一部の専門家は、「米ドルとユーロは現在までに為替操作の競争を実施したことはない。米国は2008年の金融危機以降、量的緩和に取り組んできた。しかし米ドルは常にリスク回避の通貨とされており、大幅なドル安は生じていないため、金融戦争は存在しない」と指摘した。金融戦争の厳格な定義に基づけば、専門家の発言は一理ある。しかし理論は現実を離れることはできない。定義ばかりを論じても、人々の金融戦争に対する現実的な懸念を払拭できないのだ。
欧米諸国は印刷機を稼働させる際、常にそのタイミングを慎重に見計らっている。現時点では為替操作の競争は生じていないが、今後も生じないとは限らない。今後数年内、紙幣印刷のタイミングと規模が、常に「無制限」となる可能性がある。米国の上限なき量的緩和および債務上限引き上げ、欧州の「すべての代価を惜しまずユーロを守る」という姿勢、日本政府の関係者による円安が長期間継続されるという暗示は、「為替操作の競争」に対して薪をくべている。
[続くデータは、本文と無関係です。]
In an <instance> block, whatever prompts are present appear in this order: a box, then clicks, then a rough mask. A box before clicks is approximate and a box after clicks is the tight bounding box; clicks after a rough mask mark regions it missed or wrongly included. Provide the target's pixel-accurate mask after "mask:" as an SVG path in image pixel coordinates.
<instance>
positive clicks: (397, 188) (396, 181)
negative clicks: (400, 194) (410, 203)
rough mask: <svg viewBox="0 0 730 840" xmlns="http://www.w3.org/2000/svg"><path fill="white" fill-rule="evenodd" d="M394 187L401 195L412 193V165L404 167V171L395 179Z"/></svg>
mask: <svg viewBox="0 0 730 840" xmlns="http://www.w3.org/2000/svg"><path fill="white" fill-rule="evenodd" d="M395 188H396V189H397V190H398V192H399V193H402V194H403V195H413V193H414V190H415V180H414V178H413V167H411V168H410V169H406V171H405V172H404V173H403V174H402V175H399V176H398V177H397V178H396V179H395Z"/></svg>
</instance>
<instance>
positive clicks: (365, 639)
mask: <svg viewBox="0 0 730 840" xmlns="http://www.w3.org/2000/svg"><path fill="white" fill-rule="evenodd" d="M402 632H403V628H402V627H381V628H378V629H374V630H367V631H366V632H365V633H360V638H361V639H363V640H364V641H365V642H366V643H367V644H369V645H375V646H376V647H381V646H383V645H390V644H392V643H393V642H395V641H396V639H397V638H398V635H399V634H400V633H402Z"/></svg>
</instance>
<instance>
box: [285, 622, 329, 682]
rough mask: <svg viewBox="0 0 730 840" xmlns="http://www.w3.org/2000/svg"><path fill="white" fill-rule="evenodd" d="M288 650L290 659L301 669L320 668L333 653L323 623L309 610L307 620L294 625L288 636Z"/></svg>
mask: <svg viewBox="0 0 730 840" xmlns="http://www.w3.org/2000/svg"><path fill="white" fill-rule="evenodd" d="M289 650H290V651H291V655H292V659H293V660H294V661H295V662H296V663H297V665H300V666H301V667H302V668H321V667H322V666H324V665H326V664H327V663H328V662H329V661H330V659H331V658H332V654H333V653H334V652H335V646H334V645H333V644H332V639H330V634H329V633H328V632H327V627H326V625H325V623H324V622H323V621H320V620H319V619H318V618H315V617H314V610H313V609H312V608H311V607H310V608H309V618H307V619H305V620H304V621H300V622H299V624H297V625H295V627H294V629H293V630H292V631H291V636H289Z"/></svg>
G7とG20は前後して、為替操作の競争に反対する声明を発表した。これはつまり、通貨問題が現在すでに、世界経済の重大な脅威になっているということだ。ただし、先進国の金融政策は財政による制限を受けている。国際通貨基金(IMF)のラガルド専務理事は、金融戦争の沈静化を図っているが、これもまたやむなき措置である。